The lenders took the real estate back and then employed special servicers to dispose of it. A bank has loan officers and a very small staff associated with real estate that it has to take back and continue to own. Banks want to move that away from themselves as quickly as possible. Certainty is important and
the auction provides it, because the whole world knows that the auction is going to occur on this date. As the seller, it’s pretty exciting to think, “Wow, it’s 1:30 in the afternoon now, and my property will be under contract in a few hours and closed within 30 days.” In the last 10 years, it has become a
more valuable and legitimate sales strategy for brokers to use on an everyday basis.
But what would happen if the quarantine effect lasted another six months? If tenants can’t make rent and property owners can’t make their payments, all of a sudden, it’s like a stranglehold. The banks definitely do not want to take a bunch of real estate back at the same time. You could see a situation evolve
where the primary players — the landlords and lenders — would want that certainty. Guess what? We’re back in a moment where certainty becomes extremely important. The borrower is stuck. They haven’t made payments in six months but the lender doesn’t want to take back the property. They could work together and
decide to put the property in a commercial auction. These kinds of economic swings could really cause this to be a very valuable channel. So 10 years ago, it didn’t seem possible, and now it’s completely viable.

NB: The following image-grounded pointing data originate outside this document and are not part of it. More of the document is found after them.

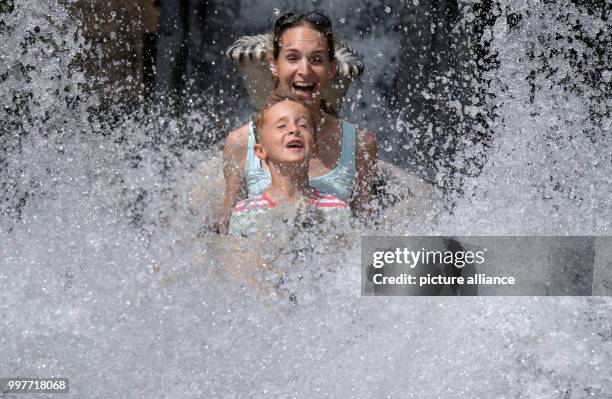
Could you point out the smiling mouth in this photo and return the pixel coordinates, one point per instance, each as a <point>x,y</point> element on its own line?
<point>295,145</point>
<point>304,87</point>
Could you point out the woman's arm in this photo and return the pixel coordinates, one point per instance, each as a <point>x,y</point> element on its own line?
<point>365,165</point>
<point>234,161</point>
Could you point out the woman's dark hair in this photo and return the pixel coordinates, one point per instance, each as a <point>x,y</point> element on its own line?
<point>317,21</point>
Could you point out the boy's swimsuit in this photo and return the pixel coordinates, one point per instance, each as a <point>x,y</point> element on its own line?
<point>247,215</point>
<point>339,182</point>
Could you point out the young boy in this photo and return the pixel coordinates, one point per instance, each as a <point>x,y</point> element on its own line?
<point>285,137</point>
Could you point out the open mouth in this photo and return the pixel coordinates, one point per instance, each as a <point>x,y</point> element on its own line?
<point>304,87</point>
<point>295,144</point>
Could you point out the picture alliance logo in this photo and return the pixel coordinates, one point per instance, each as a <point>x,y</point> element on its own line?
<point>410,258</point>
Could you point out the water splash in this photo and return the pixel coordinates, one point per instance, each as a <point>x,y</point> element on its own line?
<point>107,276</point>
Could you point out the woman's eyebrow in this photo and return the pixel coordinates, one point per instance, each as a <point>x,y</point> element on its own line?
<point>281,119</point>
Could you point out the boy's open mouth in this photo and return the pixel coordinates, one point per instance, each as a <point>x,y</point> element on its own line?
<point>305,87</point>
<point>295,144</point>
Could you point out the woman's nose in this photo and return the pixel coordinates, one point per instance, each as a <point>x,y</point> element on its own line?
<point>304,67</point>
<point>293,129</point>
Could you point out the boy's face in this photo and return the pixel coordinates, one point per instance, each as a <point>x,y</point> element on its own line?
<point>286,133</point>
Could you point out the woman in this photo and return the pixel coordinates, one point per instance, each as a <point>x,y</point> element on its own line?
<point>343,161</point>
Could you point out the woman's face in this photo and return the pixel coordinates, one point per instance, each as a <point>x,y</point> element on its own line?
<point>303,66</point>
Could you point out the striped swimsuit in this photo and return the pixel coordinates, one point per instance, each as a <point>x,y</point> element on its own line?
<point>247,215</point>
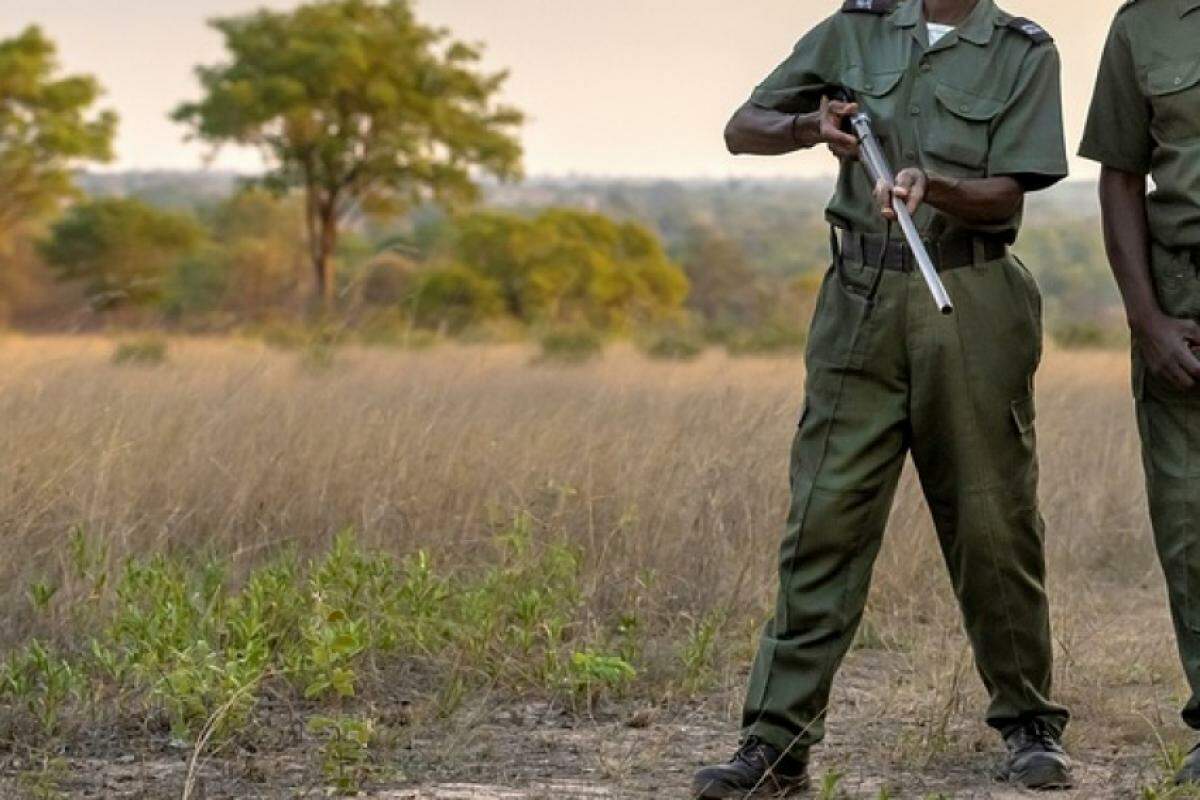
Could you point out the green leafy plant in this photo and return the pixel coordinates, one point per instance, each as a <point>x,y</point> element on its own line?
<point>345,751</point>
<point>574,344</point>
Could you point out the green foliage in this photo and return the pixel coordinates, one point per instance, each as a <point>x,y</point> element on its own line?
<point>567,266</point>
<point>196,284</point>
<point>262,250</point>
<point>360,106</point>
<point>700,649</point>
<point>180,638</point>
<point>573,344</point>
<point>831,786</point>
<point>591,672</point>
<point>388,281</point>
<point>121,250</point>
<point>346,751</point>
<point>47,130</point>
<point>147,350</point>
<point>454,296</point>
<point>43,681</point>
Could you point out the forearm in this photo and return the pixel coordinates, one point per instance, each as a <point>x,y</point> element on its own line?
<point>763,132</point>
<point>985,200</point>
<point>1127,240</point>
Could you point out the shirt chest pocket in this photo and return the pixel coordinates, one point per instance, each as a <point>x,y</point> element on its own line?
<point>958,137</point>
<point>1174,92</point>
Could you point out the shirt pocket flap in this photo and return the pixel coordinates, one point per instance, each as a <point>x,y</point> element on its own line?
<point>874,84</point>
<point>1170,78</point>
<point>966,104</point>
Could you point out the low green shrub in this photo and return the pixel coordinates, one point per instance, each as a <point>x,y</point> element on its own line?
<point>574,344</point>
<point>181,639</point>
<point>145,350</point>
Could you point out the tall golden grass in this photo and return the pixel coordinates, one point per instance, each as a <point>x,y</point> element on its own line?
<point>671,479</point>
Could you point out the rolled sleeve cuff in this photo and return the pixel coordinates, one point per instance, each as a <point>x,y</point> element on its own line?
<point>1115,160</point>
<point>1032,176</point>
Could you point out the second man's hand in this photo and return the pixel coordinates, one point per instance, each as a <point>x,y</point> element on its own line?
<point>831,122</point>
<point>1169,348</point>
<point>910,187</point>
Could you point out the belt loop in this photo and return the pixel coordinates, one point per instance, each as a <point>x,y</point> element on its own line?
<point>978,252</point>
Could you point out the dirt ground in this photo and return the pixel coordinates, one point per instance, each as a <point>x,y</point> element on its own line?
<point>535,751</point>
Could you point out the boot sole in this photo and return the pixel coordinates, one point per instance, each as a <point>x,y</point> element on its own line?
<point>1042,777</point>
<point>720,791</point>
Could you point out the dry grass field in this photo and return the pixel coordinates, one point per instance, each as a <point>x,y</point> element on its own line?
<point>663,482</point>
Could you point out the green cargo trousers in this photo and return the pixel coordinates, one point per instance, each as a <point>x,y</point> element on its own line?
<point>888,374</point>
<point>1169,422</point>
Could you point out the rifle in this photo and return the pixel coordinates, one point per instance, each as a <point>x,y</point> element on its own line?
<point>877,167</point>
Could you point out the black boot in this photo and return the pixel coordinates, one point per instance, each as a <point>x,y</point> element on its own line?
<point>756,770</point>
<point>1191,770</point>
<point>1036,758</point>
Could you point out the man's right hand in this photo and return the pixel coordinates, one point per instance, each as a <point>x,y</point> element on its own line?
<point>1169,348</point>
<point>832,118</point>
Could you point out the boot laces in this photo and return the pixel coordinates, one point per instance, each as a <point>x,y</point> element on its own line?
<point>1037,734</point>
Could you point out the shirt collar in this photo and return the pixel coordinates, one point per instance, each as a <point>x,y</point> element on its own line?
<point>977,28</point>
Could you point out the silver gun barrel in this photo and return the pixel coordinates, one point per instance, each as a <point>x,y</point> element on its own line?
<point>879,169</point>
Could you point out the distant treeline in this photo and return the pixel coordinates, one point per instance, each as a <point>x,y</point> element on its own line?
<point>393,200</point>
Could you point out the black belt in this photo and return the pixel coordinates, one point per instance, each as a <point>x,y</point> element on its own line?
<point>894,254</point>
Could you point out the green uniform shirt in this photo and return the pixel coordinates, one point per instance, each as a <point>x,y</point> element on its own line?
<point>1145,115</point>
<point>984,101</point>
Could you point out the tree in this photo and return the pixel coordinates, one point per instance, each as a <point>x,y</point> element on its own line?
<point>358,104</point>
<point>725,289</point>
<point>570,266</point>
<point>123,250</point>
<point>47,130</point>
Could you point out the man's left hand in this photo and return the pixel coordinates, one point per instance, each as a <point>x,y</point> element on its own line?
<point>909,188</point>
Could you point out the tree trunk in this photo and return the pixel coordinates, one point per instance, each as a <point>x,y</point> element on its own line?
<point>322,218</point>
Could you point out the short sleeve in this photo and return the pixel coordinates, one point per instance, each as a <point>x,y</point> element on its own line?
<point>797,84</point>
<point>1027,139</point>
<point>1117,132</point>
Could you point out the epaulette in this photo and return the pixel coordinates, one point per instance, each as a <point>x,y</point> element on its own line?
<point>868,6</point>
<point>1031,29</point>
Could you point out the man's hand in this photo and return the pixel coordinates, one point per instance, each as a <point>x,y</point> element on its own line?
<point>831,119</point>
<point>1170,348</point>
<point>910,188</point>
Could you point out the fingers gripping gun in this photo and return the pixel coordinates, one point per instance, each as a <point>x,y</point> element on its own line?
<point>880,170</point>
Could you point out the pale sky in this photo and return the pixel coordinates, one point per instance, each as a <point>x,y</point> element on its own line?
<point>622,88</point>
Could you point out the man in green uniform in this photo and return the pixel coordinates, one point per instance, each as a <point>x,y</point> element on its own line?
<point>1145,120</point>
<point>966,101</point>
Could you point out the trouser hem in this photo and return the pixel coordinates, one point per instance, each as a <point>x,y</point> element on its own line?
<point>785,741</point>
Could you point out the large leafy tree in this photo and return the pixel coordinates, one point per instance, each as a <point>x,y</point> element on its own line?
<point>358,104</point>
<point>559,266</point>
<point>47,130</point>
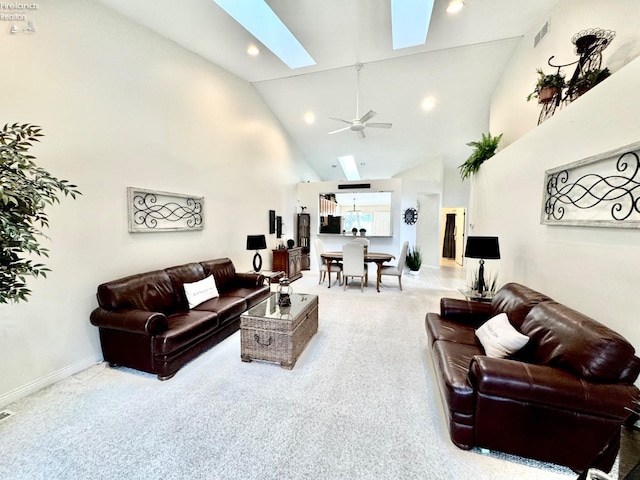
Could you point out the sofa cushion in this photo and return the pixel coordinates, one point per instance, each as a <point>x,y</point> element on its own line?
<point>200,291</point>
<point>570,340</point>
<point>185,329</point>
<point>516,301</point>
<point>452,364</point>
<point>498,337</point>
<point>223,271</point>
<point>439,328</point>
<point>150,291</point>
<point>226,306</point>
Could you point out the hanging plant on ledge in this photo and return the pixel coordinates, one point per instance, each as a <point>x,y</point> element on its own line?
<point>25,191</point>
<point>483,150</point>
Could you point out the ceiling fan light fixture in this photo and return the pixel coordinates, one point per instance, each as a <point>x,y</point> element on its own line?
<point>455,6</point>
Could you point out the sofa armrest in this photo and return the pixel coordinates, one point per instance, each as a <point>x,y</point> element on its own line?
<point>249,279</point>
<point>543,385</point>
<point>465,311</point>
<point>130,320</point>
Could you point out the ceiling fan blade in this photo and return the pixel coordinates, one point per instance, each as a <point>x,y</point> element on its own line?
<point>370,114</point>
<point>339,119</point>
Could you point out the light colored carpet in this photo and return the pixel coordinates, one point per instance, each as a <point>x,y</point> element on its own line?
<point>361,403</point>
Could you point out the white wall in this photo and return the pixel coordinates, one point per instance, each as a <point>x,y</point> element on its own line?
<point>123,107</point>
<point>594,270</point>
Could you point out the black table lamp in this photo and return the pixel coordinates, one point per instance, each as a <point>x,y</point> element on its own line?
<point>482,247</point>
<point>256,242</point>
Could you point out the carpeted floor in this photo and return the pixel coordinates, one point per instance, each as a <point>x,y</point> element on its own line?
<point>361,403</point>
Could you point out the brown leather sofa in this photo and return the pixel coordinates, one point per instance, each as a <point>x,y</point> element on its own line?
<point>562,398</point>
<point>145,321</point>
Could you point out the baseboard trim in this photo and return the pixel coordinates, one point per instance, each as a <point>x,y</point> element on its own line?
<point>50,379</point>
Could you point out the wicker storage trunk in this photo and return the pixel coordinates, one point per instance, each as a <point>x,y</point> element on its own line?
<point>272,333</point>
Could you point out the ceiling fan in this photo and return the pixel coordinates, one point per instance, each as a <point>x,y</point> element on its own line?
<point>358,124</point>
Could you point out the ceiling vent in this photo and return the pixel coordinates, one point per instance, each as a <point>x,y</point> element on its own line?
<point>350,186</point>
<point>541,34</point>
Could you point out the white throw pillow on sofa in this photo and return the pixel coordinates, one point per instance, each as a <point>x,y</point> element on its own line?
<point>200,291</point>
<point>499,338</point>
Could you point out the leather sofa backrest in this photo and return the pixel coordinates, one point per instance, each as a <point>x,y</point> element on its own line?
<point>150,291</point>
<point>567,339</point>
<point>516,301</point>
<point>181,274</point>
<point>223,271</point>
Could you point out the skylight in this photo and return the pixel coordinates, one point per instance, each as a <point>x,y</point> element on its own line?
<point>261,22</point>
<point>410,22</point>
<point>349,167</point>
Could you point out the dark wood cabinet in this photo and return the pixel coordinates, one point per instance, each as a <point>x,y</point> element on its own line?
<point>304,238</point>
<point>289,261</point>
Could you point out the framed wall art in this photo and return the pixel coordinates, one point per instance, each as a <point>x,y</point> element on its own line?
<point>155,211</point>
<point>598,191</point>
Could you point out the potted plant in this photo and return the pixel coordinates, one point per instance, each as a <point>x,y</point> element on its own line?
<point>588,80</point>
<point>547,86</point>
<point>414,260</point>
<point>483,150</point>
<point>25,191</point>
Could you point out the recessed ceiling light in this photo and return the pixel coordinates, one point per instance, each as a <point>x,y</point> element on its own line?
<point>410,22</point>
<point>428,103</point>
<point>455,6</point>
<point>262,22</point>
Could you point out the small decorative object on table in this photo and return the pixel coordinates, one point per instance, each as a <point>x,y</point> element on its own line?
<point>284,293</point>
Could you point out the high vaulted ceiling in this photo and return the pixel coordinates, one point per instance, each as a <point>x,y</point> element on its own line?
<point>459,66</point>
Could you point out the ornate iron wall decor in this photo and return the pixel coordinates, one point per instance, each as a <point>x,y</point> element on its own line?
<point>599,191</point>
<point>154,211</point>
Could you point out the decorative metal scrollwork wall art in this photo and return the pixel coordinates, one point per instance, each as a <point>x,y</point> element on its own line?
<point>599,191</point>
<point>154,211</point>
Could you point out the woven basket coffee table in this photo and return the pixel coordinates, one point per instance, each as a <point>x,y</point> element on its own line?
<point>272,333</point>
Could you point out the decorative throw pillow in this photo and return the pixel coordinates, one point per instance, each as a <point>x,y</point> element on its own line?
<point>200,291</point>
<point>499,338</point>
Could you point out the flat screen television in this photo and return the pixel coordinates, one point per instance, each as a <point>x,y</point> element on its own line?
<point>330,224</point>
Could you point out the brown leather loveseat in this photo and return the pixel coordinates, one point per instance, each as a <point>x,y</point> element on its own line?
<point>562,398</point>
<point>146,323</point>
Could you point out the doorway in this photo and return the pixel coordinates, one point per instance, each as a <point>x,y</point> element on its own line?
<point>452,236</point>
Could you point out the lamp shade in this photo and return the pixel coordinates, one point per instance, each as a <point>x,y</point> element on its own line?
<point>482,247</point>
<point>256,242</point>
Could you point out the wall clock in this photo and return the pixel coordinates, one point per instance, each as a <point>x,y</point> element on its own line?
<point>410,216</point>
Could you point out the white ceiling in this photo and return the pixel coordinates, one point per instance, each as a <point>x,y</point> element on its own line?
<point>459,65</point>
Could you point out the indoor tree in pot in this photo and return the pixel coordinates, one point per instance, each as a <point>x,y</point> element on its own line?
<point>414,260</point>
<point>25,191</point>
<point>482,151</point>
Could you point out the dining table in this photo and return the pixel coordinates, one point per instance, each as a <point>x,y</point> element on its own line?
<point>369,257</point>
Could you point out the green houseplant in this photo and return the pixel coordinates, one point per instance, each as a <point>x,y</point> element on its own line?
<point>482,151</point>
<point>547,86</point>
<point>25,191</point>
<point>414,259</point>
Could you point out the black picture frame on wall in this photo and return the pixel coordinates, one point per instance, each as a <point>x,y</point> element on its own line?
<point>272,221</point>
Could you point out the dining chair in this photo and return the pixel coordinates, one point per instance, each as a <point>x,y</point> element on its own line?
<point>353,264</point>
<point>396,270</point>
<point>322,265</point>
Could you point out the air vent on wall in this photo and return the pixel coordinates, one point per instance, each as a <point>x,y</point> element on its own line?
<point>541,34</point>
<point>349,186</point>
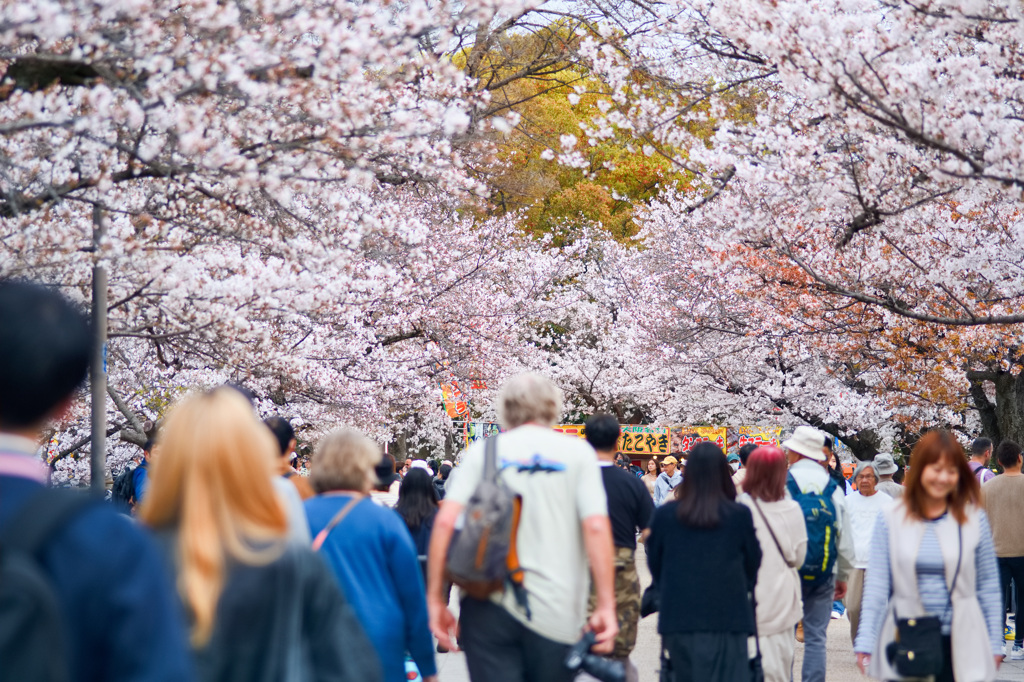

CIRE: On a more personal note, you’re the second in three generations of CCIM designees. What does that mean, knowing that the business that you have dedicate your life to is something of a family tradition that you share with your father and your son?
Strickland: Well, my first reaction to that question is that my 87-year-old father, who lives in Colorado Springs, Colo., is healthy. He’s safe and he’s healthy, so I’m pretty darn happy about that. He’s not active in the business anymore, but he’s certainly
somebody you would want to model yourself after. My son is 29 years old and is about 40 minutes away in Central Florida. I became a designee in ‘87, my dad in ‘84, and my son in 2018. That’s the first time that’s happened in history. We just hit the demographics perfectly because the institute is 53 years old now.
But my dad was a leader in his day. I was very active with the local organization back in my day, and I’ve been an instructor for the last 13 years, teaching six or seven times a year. Now, my son is the president-elect of his local district.
Teaching is still a joy. Students can hardly wait to run back to their businesses because they’ve now been armed with powerful tools that they can immediately put into play.
It’s been a lifelong passion for us. We’ve all bought into the same organization and the meaning of the designation — the relationships that we’ve built really have been life-changing for us.
And teaching is still a joy. Students can hardly wait to run back to their businesses because they’ve now been armed with powerful tools that they can immediately put into play. That might be the single most magnetic element of CCIM Institute to me, which is that the information that we traffic in makes
people better at what they do. It is street driven.
CIRE: As an instructor for CCIM Institute, you interact with young, developing professionals on a regular basis. What skills would you recommend CRE professionals either brush up on or start learning to hit the ground running in late-2020 and 2021?
Strickland: I would simply say this: I’m an old guy — most of the industry is younger than me. But I enjoy studies, mapping, and visualization. This is a way to be more valuable to your clients. I have been continually impressed with the information that can now be
converted or transformed into a visualization.
When I started many years ago, if you were a real estate director, you would come into town blind. You’d get in the car and drive around — it was called a windshield tour. You’d think, “Oh, this is a nice part of town…” Now, you can paint such an unbelievable story with the layers of data that are available. If
you’re not doing that, you will soon be surpassed by the competition. People are using it — and they are pressing that advantage.